Psiquiatra: Mas qual o problema delas?
Psico-Adélia: Ai é que está, não há problemas, está tudo sempre "na boa, sacou?". Cansei desse casamento entre bocas e frases feitas. É sempre tudo igual.
Psiquiatra: E você é diferente?
Psico-Adélia: Ao menos tenho problemas e não tenho nenhum problema em questioná-los. Não tenho esse medo inerente em dizer que as coisas estão fora do lugar. Estão e pronto, vamos arrumar.
Psiquiatra: E qual o problema de agora?
Psico-Adélia: Me comunicar com pessoas que são sempre a metade do que podem e falam o dobro do que são.
Psiquiatra: Essa é sua visão?
Psico-Adélia: Não, minha audição. De longe todo mundo é uma gracinha.

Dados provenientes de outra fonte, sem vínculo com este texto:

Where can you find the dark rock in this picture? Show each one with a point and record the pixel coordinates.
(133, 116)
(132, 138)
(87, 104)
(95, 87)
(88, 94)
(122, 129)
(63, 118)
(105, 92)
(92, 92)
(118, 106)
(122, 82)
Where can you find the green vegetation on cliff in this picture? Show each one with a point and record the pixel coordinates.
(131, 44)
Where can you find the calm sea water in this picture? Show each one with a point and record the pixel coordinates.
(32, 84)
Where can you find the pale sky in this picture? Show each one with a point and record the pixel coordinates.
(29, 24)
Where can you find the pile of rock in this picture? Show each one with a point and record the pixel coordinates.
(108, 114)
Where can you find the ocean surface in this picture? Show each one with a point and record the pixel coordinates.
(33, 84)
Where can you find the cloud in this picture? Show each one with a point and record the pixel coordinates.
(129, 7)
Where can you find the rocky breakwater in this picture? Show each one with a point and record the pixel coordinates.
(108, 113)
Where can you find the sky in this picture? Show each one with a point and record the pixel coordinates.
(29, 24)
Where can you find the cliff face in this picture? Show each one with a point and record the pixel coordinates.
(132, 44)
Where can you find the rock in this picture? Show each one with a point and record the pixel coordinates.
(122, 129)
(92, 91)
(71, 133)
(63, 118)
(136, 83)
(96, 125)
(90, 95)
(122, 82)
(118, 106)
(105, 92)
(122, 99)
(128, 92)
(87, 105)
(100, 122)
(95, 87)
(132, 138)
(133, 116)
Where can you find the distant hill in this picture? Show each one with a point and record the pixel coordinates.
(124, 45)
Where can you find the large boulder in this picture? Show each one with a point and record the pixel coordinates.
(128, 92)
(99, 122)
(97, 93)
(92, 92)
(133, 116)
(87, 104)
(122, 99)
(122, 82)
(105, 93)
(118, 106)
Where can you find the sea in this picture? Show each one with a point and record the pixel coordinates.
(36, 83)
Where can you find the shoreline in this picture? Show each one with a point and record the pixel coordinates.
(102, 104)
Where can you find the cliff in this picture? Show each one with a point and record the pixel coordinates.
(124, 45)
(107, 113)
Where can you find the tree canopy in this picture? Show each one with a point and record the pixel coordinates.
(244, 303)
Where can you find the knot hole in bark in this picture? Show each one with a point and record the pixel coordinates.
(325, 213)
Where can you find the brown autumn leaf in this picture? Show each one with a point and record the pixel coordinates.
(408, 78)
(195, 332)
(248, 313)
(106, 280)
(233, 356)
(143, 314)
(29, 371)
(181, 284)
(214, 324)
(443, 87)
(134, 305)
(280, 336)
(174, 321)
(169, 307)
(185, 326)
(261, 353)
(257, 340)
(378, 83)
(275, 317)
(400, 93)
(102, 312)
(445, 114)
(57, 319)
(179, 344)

Psiquiatra: Já pensou o que os outros pensam da sua postura perante tudo?
Psico-Adélia: Pensei.
Psiquiatra: E?
Psico-Adélia: E eu acho que cada um pensa o que quiser de quem quiser. Também já pensei que todas as pessoas podem achar as outras sem graça e vivem sorrindo amarelo pelos cantos.
Psiquiatra: Pois bem! E a qual conclusão você chega nesse momento?
Psico-Adélia: Que daqui a pouco sai o último vôo pra Plutão.
Psiquiatra: Boa viagem!
Psico-Adélia: Igualmente, doutor. Carona?
Aventuras cotidianas de Psico-Adélia.